Plastic Surgeons Say Demand Is Surging For Chin Enhancements

Plastic surgeons see a surge in demand from those of us without naturally chiseled chins.

Plastic surgeons see a surge in demand from those of us without naturally chiseled chins. Maciej Laska/ hide caption

toggle caption Maciej Laska/

Chin up. Literally.

A big group of plastic surgeons say that chin enhancement was the fastest growing surgical procedure they performed for cosmetic purposes in the U.S. last year — up 71 percent to 20,680 operations.

Now, it's still a small number, overall, compared with breast augmentation, the No. 1 procedure at 307,180. But those surgeries rose only 4 percent in 2011 compared with 2010.

Chin work was most popular out west, which is true for most cosmetic procedures.
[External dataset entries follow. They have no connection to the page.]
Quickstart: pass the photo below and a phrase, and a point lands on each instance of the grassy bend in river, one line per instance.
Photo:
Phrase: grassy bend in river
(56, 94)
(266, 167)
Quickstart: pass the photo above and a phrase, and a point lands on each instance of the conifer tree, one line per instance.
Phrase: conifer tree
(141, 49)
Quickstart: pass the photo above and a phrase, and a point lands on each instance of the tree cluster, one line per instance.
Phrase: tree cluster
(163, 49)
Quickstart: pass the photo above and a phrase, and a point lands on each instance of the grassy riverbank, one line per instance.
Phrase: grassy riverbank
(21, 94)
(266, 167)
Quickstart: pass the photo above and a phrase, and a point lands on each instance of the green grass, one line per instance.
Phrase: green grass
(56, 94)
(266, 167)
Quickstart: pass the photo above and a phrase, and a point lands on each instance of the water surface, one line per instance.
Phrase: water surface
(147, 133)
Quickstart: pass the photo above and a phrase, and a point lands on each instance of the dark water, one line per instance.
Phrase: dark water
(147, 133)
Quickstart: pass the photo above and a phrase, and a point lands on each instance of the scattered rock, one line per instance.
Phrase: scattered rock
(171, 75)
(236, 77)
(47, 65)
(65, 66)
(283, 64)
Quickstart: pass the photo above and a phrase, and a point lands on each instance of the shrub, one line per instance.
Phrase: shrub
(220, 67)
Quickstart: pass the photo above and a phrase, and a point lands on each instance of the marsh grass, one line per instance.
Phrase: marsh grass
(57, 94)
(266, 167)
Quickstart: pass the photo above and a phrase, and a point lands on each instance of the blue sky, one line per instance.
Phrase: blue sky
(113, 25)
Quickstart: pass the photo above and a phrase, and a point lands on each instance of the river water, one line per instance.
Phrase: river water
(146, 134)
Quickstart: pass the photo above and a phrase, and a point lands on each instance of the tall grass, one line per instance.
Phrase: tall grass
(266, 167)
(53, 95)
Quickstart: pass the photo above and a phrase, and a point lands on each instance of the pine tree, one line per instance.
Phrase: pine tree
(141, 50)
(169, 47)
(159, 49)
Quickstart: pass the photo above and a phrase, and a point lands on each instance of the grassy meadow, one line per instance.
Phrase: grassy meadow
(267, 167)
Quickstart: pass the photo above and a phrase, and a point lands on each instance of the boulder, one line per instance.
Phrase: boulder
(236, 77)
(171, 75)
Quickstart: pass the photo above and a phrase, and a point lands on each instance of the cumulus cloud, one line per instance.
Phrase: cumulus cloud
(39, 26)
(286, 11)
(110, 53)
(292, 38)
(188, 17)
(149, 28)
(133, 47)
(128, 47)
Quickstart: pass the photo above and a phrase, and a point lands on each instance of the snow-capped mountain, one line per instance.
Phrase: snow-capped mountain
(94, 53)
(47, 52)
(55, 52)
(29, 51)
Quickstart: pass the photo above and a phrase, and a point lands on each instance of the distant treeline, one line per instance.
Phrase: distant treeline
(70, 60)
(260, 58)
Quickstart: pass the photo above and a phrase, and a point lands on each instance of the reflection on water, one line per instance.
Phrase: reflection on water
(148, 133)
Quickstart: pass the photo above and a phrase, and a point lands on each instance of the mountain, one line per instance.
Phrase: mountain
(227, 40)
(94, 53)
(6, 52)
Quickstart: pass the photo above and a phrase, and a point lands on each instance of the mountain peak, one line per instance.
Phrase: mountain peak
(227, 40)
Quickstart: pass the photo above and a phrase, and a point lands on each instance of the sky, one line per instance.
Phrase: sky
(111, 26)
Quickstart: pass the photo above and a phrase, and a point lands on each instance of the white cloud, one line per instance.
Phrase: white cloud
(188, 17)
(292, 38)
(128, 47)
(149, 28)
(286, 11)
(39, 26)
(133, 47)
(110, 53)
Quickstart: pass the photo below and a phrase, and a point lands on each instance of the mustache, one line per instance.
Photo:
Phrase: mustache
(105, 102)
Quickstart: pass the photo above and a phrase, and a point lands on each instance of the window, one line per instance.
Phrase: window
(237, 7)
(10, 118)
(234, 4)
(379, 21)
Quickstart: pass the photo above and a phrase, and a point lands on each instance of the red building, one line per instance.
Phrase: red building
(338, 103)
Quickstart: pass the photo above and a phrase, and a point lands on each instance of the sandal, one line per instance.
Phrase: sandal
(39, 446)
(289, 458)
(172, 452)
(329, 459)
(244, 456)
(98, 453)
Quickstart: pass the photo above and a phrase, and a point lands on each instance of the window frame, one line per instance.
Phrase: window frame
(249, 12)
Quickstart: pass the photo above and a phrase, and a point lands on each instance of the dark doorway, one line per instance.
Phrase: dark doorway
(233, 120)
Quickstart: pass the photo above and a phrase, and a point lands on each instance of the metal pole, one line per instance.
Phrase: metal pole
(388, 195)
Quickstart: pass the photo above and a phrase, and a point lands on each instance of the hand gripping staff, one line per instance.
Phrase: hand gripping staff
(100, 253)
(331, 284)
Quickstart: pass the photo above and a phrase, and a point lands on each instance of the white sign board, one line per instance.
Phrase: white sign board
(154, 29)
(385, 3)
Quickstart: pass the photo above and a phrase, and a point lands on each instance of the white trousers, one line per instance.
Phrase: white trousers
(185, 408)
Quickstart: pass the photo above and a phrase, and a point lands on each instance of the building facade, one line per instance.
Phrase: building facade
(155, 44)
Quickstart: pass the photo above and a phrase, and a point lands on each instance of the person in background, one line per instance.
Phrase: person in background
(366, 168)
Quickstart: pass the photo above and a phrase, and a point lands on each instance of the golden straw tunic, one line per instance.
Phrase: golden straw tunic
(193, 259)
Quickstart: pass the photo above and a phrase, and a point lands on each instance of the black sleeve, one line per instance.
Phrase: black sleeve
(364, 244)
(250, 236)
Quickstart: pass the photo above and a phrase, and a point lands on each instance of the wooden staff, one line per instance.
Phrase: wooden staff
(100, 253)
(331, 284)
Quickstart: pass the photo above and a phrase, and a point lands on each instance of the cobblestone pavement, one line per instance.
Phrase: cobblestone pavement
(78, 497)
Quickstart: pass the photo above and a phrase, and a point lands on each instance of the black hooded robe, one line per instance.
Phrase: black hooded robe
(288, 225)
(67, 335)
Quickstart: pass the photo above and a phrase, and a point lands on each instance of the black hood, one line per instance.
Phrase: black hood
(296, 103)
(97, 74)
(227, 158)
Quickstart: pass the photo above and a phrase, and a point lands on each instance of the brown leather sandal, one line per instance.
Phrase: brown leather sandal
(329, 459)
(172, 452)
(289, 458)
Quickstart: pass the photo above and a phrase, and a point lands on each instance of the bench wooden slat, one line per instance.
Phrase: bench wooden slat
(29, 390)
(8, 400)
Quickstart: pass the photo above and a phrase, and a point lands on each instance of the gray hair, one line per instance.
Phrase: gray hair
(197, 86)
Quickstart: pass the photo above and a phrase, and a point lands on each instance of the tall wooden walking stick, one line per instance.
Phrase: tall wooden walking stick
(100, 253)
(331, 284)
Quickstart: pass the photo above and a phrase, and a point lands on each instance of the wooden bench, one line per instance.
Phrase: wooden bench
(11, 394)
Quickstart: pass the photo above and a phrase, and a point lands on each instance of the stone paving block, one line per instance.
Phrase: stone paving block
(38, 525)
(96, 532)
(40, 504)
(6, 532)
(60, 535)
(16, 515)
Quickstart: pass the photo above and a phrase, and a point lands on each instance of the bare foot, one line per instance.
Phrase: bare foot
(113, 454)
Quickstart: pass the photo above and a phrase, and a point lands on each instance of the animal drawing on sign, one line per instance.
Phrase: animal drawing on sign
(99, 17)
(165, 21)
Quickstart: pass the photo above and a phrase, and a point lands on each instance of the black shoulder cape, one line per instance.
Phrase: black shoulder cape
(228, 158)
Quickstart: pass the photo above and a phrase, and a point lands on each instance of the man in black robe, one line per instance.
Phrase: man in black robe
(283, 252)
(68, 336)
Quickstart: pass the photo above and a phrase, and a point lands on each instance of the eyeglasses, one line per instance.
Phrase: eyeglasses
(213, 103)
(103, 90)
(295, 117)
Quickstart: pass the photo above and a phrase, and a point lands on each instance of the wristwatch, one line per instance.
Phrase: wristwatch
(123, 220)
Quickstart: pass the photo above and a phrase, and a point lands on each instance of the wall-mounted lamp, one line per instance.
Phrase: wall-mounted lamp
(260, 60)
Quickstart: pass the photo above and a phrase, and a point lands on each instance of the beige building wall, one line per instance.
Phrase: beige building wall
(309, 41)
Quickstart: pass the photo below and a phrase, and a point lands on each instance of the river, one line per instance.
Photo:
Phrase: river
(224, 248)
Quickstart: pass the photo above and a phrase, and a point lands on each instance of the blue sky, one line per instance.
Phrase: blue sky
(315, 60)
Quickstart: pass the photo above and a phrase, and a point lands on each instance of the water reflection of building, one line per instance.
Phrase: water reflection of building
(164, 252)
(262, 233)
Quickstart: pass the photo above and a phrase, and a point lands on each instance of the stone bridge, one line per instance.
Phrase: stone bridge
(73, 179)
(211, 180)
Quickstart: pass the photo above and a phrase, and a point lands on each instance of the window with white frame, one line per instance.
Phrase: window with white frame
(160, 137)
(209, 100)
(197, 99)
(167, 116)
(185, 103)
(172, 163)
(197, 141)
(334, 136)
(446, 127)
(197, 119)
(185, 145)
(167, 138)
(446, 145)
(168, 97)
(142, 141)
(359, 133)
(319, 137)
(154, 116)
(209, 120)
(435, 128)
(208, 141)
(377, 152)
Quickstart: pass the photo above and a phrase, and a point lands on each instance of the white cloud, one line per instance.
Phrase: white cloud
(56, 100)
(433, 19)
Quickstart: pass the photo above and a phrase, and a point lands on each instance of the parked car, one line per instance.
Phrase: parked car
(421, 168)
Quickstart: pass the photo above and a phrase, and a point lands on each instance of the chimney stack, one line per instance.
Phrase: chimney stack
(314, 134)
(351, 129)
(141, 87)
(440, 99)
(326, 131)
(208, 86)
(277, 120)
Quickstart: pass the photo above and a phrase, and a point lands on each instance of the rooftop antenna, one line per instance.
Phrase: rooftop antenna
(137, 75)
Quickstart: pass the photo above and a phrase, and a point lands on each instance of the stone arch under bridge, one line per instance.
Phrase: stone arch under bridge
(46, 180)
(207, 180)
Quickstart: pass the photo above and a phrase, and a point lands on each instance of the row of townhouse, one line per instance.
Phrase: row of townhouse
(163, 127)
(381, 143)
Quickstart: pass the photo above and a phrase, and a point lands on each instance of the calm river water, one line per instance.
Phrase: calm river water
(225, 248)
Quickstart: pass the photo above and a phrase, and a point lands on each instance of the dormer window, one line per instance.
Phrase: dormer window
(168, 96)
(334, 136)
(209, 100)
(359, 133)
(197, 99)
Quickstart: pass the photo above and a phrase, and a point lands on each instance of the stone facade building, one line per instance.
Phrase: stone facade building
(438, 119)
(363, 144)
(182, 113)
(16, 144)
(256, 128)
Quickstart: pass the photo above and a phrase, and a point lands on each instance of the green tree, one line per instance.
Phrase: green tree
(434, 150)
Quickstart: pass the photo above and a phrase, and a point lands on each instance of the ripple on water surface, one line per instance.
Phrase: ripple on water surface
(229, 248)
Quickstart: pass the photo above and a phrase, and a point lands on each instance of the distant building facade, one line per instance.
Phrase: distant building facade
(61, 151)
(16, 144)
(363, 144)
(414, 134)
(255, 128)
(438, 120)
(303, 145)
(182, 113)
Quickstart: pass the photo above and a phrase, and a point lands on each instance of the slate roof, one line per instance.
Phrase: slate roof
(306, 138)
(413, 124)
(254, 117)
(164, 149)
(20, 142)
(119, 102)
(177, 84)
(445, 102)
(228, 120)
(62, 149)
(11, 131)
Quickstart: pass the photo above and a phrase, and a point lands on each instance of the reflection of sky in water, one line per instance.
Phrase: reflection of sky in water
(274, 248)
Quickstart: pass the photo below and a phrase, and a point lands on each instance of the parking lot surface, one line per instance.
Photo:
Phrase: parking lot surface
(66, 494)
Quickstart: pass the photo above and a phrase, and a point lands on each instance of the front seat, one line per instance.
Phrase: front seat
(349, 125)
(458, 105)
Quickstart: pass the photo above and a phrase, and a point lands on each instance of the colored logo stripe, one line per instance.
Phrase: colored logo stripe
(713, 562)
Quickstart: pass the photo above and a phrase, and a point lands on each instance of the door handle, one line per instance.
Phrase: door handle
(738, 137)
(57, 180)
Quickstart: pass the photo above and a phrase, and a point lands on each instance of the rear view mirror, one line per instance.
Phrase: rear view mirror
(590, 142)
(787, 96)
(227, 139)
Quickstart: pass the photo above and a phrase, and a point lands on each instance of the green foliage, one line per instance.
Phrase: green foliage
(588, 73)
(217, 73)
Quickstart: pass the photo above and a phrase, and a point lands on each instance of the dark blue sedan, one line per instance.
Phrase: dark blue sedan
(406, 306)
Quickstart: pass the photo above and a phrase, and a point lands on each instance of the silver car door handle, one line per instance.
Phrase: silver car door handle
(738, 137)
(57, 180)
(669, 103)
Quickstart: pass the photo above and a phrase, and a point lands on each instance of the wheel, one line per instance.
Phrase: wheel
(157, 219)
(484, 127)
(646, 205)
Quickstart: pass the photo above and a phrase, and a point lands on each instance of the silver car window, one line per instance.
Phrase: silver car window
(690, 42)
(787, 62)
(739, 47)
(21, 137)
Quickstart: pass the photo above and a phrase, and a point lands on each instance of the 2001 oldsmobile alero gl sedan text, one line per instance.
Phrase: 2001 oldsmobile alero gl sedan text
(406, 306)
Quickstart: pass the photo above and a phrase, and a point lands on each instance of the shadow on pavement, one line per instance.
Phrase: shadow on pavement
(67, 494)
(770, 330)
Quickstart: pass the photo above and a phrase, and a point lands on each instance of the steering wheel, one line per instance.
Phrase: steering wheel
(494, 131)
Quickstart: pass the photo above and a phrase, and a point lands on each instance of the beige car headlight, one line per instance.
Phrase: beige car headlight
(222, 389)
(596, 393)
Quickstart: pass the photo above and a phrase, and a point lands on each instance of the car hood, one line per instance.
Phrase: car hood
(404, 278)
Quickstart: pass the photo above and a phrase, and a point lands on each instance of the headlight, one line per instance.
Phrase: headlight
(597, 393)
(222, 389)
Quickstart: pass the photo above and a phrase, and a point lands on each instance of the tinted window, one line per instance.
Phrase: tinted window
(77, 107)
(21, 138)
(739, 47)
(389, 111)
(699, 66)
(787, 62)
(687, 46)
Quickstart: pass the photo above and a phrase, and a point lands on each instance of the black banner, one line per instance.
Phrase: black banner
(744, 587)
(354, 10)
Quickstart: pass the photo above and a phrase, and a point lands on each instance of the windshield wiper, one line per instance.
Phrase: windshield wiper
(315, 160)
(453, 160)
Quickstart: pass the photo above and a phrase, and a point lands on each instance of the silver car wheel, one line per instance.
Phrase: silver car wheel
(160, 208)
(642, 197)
The Northeast came in second.

The figures come from the American Society of Plastic Surgeons. An earlier cut on the data for 2011 found that business for plastic surgeons could use a lift.

Surgical procedures, which can be pretty lucrative, increased by only 2 percent in 2011. Nose jobs and eyelid surgery both declined. And liposuction was up just 1 percent.

Yes, the plastic surgeons are doing more of the simpler stuff, such as Botox injections — more than 5.67 million of those last year. But even the less invasive and less expensive work increased only 6 percent in 2011.

Oh, and what do the doctors call chin work? Mentoplasty.

I found that out while trolling though some medical papers to bone up on the subject. One paper from more than a decade ago described a range of implants — from polyester mesh to solid pieces of polytetrafluoroethylene. That's the stuff sold for lots of uses under the brand-name Teflon.

There are other ways to get a more prominent chin, including surgery to slide a person's chin forward a little bit.

What'll a chin job cost? The plastic surgery group says the average fee charged by doctors for the work was $1,851 last year.